1965’s “we’re doing fine,” about reassuring those who are skeptical of a relationship’s stability, is an upbeat uplifter sung by the sweet and fresh-faced twenty-year-old warwick on a ‘65 episode of “shivaree.” her entire catalog is pretty solid. check out 1969’s "foolish fool," which was nominated for a grammy, and her cover of ben e. king’s classic "i (who have nothing),"also from 1969.

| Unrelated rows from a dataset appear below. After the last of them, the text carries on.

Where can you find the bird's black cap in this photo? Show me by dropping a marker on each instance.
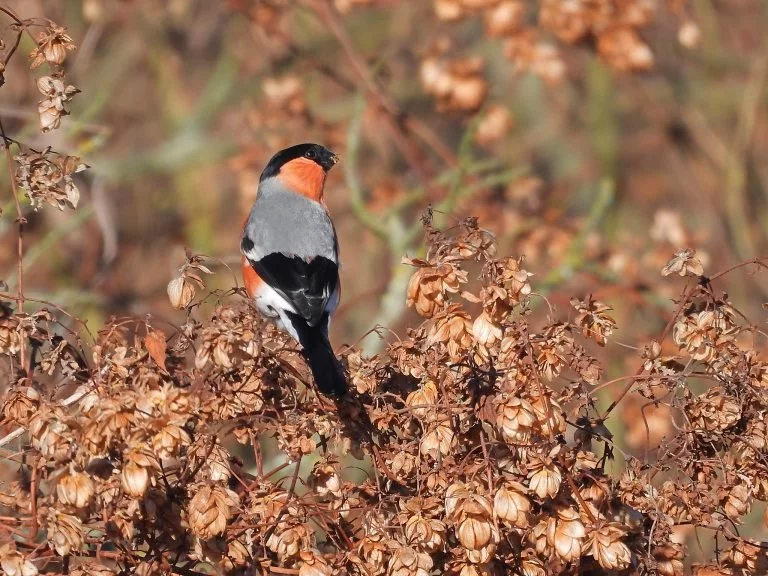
(315, 152)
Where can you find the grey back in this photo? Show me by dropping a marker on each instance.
(286, 222)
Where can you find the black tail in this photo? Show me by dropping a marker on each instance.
(326, 369)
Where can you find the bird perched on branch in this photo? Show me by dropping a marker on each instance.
(291, 256)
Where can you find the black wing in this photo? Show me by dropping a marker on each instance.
(306, 285)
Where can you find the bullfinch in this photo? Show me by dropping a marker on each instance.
(290, 256)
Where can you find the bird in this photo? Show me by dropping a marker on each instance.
(290, 256)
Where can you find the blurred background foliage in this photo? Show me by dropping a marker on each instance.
(593, 143)
(593, 138)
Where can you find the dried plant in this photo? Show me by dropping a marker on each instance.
(483, 447)
(488, 453)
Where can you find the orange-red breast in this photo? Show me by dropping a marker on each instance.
(291, 256)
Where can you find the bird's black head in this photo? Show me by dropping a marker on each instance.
(316, 153)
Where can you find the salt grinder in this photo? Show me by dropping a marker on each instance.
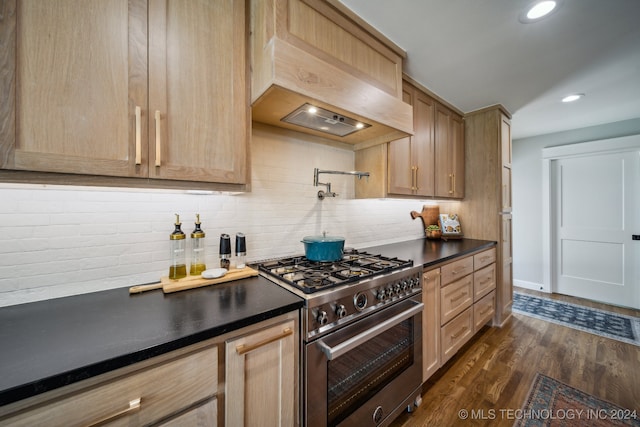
(225, 251)
(241, 250)
(197, 250)
(177, 256)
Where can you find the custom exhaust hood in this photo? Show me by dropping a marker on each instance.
(318, 68)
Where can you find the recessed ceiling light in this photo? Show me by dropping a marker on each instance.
(538, 10)
(573, 97)
(541, 9)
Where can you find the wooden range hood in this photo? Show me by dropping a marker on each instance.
(320, 53)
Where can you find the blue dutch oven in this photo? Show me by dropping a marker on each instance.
(323, 248)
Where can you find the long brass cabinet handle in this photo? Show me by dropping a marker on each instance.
(138, 135)
(459, 297)
(158, 140)
(134, 405)
(414, 178)
(244, 349)
(459, 333)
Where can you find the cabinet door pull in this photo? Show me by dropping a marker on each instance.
(243, 349)
(158, 140)
(459, 333)
(413, 178)
(134, 405)
(485, 311)
(138, 135)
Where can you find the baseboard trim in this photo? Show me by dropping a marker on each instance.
(530, 285)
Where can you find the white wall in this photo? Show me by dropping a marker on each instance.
(59, 241)
(527, 193)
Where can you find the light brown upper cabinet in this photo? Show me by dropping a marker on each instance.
(428, 164)
(449, 157)
(411, 159)
(487, 208)
(103, 90)
(319, 52)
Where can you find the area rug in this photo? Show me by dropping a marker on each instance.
(600, 322)
(552, 403)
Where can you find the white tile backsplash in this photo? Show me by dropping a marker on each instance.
(60, 241)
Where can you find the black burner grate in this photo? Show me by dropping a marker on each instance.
(311, 277)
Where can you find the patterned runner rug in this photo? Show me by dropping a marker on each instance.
(553, 403)
(599, 322)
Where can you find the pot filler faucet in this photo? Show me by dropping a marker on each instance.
(322, 194)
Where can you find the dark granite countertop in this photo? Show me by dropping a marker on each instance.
(53, 343)
(430, 252)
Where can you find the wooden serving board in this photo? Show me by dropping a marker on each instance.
(190, 282)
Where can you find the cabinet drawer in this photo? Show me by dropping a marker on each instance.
(484, 258)
(456, 270)
(484, 281)
(456, 333)
(483, 311)
(455, 298)
(162, 390)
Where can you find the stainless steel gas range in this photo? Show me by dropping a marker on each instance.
(362, 336)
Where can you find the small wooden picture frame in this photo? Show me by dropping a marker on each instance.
(450, 226)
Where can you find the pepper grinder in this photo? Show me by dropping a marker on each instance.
(225, 251)
(241, 250)
(177, 256)
(197, 250)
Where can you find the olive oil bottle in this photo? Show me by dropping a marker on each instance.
(177, 256)
(197, 250)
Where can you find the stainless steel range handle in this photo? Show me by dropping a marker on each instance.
(353, 342)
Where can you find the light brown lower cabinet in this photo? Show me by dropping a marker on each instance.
(459, 299)
(183, 387)
(261, 377)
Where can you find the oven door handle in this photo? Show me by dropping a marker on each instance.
(353, 342)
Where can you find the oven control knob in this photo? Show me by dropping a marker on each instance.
(322, 317)
(360, 301)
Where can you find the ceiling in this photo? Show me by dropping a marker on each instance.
(476, 53)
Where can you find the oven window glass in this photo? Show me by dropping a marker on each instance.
(358, 375)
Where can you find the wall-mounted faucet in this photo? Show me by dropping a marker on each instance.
(322, 194)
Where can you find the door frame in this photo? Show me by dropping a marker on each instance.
(605, 146)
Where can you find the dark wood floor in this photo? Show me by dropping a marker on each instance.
(495, 370)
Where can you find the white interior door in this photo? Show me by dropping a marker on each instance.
(595, 212)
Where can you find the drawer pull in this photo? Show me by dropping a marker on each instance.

the dixie cups were possibly the most adorable girl group making the rounds in the mid-1960s. though each girl doesn’t look a day over sweet sixteen, sisters barbara and rosa, along with cousin joan were all in their early twenties in this july 1965 clip from “shivaree.” (in fact, lead girl barbara (standing furthest to the left), who looked the youngest, was the oldest girl of the group.) nonetheless, these girls produced some of the best cuts of the decade, from “chapel of love” to “iko iko,” which the three wrote themselves. blues musician earl king penned “i’m gonna get you yet,” which served as one of the two b-sides to “iko iko” upon its release in ‘65.

"i’m gonna get you yet" is smooth on the ears. the girls sound so diplomatic, asking politely for an invitation, along with some cooperation, to have a conversation! all of this to win back the heart of the boys who slipped away. the performance is even better: simple and cute choreography in sleeveless, sparkling above-the-knees dresses on top of gigantic, cake-shaped platforms; it’s a slice of girl group heaven.